Cory's shearwater was the species with the highest level of ingested plastic
A new study has discovered that 94 per cent of Cory's shearwaters on the Catalan coast have ingested plastic. In the case of Yelkouan and Balearic shearwaters, the conclusion is that 70 per cent of studied birds were similarly affected. Jacob González Solís from the Department of Animal Biology and the Biodiversity Research Institute (IRBio) of the University of Barcelona (UB), headed a research group that carried out the study, published in the Marine Pollution Bulletin.

Plastic pollution is known to be a threat for marine ecosystems around the world, but it has not yet been extensively studied. Solís explained that, "this is the first assessment of plastic ingestion in Mediterranean seabirds. The Mediterranean Sea has been recognised as a singularly sensitive ecosystem because its coast is very industrialised, shipping activity is intense and it contains high density floating plastic areas."

Floating plastic debris can cause entanglement, ulcers, infections and death in marine animals. They can ingest them by mistake, because plastic fragments resemble their natural food items such as jelly fish, or take them in by eating prey which has in turn consumed plastic. Ingested fragments found were filaments, plastic spheres, laminar plastic and industrial pellets.

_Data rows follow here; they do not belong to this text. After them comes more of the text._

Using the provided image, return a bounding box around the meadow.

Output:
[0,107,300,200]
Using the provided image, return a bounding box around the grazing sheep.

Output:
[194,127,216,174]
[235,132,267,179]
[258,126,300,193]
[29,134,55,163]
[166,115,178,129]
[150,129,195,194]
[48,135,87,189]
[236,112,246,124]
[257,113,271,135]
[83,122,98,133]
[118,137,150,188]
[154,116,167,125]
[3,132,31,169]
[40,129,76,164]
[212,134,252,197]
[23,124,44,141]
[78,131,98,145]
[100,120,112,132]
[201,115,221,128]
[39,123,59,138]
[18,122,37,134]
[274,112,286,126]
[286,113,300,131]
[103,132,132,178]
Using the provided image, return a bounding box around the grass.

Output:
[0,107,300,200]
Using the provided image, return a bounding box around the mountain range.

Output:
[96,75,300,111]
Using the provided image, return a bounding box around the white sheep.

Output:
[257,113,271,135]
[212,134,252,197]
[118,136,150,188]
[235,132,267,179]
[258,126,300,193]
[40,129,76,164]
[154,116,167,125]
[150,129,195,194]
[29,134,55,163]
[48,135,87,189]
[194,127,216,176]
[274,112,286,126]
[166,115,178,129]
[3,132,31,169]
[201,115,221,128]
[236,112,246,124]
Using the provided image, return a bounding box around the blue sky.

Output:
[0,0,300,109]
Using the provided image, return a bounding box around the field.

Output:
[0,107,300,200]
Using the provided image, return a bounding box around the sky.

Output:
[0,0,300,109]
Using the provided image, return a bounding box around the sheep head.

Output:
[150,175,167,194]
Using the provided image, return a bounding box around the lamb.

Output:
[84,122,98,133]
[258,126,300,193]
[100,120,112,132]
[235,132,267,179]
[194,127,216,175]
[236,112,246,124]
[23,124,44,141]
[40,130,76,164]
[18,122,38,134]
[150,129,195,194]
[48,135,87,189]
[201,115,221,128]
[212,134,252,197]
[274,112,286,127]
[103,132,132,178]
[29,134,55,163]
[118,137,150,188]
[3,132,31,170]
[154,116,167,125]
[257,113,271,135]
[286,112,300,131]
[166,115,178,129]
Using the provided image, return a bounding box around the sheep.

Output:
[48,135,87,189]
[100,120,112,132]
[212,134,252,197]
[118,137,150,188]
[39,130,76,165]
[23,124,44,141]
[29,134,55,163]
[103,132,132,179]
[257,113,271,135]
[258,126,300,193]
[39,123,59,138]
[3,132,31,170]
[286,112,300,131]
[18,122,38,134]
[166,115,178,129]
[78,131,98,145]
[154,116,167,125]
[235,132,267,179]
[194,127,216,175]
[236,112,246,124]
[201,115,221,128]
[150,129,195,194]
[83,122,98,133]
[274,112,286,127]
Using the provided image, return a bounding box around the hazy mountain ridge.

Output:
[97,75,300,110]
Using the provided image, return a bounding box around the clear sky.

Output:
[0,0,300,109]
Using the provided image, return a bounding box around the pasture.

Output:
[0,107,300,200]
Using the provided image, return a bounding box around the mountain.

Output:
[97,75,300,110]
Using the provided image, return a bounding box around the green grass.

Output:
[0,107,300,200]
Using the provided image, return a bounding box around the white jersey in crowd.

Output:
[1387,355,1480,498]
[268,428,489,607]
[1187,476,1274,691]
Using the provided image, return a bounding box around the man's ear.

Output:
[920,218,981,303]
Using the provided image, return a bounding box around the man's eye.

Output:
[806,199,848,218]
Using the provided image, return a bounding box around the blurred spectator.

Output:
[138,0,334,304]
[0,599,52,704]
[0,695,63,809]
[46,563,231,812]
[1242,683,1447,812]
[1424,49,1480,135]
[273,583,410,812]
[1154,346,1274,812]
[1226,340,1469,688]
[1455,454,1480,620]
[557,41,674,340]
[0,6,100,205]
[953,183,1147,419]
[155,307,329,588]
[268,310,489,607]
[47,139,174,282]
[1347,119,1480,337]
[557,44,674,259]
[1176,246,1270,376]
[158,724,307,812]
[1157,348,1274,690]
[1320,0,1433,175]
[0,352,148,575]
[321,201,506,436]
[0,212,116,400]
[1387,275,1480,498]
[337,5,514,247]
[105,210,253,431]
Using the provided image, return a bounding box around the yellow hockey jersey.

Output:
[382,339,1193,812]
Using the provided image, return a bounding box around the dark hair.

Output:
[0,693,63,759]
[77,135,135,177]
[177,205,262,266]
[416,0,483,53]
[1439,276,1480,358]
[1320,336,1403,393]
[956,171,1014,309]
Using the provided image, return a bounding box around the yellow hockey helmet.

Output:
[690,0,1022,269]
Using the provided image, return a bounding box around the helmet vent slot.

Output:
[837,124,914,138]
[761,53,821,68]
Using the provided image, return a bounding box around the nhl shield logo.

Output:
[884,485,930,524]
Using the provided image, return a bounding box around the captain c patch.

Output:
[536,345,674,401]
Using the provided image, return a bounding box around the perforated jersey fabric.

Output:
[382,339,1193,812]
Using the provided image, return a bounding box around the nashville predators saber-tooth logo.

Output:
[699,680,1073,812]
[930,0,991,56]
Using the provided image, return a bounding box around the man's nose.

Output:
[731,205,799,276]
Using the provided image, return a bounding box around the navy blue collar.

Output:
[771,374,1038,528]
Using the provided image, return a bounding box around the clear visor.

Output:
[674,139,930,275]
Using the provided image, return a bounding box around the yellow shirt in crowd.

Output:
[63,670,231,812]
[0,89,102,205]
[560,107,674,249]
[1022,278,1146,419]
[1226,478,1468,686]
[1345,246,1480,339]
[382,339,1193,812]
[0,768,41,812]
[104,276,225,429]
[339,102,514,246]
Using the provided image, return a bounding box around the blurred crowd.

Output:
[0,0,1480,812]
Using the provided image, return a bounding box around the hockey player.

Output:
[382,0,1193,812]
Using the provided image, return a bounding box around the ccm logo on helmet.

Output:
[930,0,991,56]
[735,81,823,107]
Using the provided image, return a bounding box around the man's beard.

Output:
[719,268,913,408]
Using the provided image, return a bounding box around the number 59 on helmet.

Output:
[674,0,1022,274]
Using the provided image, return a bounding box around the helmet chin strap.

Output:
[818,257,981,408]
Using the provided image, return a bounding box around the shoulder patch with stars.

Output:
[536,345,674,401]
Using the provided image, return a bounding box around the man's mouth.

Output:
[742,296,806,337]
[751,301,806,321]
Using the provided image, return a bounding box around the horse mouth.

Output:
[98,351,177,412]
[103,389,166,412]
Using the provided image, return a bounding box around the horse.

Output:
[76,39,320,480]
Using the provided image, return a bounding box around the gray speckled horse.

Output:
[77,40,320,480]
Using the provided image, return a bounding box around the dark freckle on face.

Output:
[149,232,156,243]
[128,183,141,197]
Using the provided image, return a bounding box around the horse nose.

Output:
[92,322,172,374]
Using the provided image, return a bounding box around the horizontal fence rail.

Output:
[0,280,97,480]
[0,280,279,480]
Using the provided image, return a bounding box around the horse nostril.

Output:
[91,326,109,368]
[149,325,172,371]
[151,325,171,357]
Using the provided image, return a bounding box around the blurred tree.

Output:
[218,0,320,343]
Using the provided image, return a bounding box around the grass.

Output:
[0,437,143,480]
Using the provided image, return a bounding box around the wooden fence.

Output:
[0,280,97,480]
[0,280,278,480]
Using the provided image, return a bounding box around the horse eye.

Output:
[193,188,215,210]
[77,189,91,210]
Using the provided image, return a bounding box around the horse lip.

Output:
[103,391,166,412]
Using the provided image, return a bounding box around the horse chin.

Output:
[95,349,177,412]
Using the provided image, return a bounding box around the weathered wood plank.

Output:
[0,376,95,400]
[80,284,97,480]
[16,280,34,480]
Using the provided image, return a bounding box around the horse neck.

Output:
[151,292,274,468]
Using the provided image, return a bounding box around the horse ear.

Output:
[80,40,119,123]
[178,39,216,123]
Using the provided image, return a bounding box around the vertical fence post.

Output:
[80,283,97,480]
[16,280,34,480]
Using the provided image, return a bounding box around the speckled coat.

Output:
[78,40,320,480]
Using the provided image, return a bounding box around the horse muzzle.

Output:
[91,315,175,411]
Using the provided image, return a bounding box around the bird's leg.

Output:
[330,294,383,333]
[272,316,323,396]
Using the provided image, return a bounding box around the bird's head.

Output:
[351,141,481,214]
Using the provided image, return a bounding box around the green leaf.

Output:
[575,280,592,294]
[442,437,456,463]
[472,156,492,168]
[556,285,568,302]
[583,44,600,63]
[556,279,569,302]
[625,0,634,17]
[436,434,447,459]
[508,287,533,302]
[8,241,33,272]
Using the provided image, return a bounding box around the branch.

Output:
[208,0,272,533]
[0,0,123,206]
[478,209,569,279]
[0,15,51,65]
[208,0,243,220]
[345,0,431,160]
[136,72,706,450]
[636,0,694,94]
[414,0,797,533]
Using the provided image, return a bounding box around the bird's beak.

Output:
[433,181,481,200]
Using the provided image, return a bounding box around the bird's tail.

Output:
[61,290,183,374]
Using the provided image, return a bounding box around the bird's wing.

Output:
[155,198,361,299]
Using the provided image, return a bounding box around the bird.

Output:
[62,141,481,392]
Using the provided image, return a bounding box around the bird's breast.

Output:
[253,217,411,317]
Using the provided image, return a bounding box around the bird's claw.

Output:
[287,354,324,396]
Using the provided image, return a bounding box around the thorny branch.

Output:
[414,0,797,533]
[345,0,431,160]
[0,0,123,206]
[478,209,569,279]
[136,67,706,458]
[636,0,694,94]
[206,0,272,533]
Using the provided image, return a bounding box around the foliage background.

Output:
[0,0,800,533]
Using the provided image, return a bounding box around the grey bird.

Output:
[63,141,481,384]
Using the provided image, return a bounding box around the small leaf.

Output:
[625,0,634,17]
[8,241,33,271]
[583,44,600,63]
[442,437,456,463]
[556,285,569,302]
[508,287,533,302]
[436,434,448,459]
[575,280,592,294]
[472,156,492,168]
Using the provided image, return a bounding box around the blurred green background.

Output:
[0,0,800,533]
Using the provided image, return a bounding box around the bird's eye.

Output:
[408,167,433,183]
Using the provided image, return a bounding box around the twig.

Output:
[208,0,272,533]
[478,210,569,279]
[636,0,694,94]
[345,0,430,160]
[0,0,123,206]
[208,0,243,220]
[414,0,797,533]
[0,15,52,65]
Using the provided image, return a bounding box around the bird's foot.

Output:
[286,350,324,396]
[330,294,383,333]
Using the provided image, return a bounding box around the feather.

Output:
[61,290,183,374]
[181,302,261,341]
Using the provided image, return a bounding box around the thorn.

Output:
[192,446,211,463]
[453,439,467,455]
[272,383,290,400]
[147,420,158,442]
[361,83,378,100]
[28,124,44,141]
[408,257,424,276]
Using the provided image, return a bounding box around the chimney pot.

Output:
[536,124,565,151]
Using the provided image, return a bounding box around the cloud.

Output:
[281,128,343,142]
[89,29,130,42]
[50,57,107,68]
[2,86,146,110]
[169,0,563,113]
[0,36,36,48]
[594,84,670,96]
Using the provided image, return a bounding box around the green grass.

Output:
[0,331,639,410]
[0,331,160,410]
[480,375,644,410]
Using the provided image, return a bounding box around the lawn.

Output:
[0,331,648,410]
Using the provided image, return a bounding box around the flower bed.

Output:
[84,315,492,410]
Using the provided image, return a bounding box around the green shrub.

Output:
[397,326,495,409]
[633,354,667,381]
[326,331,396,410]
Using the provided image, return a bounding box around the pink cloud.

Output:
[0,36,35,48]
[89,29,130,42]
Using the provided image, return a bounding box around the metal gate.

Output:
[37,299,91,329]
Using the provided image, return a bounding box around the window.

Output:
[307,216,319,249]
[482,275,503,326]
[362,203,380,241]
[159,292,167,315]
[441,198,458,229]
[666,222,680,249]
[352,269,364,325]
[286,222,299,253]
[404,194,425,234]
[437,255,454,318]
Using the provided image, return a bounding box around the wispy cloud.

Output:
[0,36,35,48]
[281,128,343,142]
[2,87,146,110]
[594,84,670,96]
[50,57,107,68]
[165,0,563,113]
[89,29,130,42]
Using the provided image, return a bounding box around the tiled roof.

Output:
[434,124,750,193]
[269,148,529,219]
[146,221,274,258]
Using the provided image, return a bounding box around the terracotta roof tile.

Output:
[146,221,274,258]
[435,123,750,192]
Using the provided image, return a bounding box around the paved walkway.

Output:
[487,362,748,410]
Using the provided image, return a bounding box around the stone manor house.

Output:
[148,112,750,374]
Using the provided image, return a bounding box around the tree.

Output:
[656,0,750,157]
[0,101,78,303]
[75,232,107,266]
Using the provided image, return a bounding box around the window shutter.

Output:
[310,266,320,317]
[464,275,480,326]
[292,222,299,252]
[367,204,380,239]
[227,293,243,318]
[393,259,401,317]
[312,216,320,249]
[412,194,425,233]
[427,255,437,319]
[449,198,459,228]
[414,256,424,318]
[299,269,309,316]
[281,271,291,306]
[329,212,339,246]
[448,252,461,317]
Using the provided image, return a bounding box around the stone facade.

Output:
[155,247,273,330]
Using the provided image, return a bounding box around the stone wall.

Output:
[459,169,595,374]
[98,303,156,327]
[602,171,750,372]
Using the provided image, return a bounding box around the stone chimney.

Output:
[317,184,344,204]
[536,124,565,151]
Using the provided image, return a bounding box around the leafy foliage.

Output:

The study was based on the analysis of 171 birds accidentally caught by longliners on the Catalan coast from 2003 to 2010. The UB research group studied plastic ingestion in nine particularly endangered seabird species: Cory's shearwater, Yelkouan shearwater, Balearic shearwater, gannet; Audouin's gull, Mediterranean gull, yellow-legged gull, black-legged kittiwake and great skua.

Results showed that 66 per cent of the seabirds had at least one piece of plastic in their stomachs.

"Results are alarming," said Solís. "All three of the worst affected birds are of conservation concern, particularly the Balearic shearwater, which is listed as critically endangered. There are only around 3,000 breeding pairs in the world."

Seabird chicks are the most vulnerable to plastic ingestion as they cannot regurgitate as adults do. The lower occurrence of plastics in gulls probably results from their greater ability to regurgitate any hard remains. The study proves that plastic trash - most of it from recreational activities - is a global problem as it enters the oceans' food chain and becomes a threat for seabirds and marine ecosystems.

"Plastic floats and is difficult to degrade," said Solís. "Eventually, all pollutants which are not destroyed on land arrive in the sea. But the sea is not a rubbish bin. The control over plastic production and transportation at industrial level has probably improved, but there is an urgent need to develop stricter controls on waste dumping and to prohibit ships from discharging into the sea."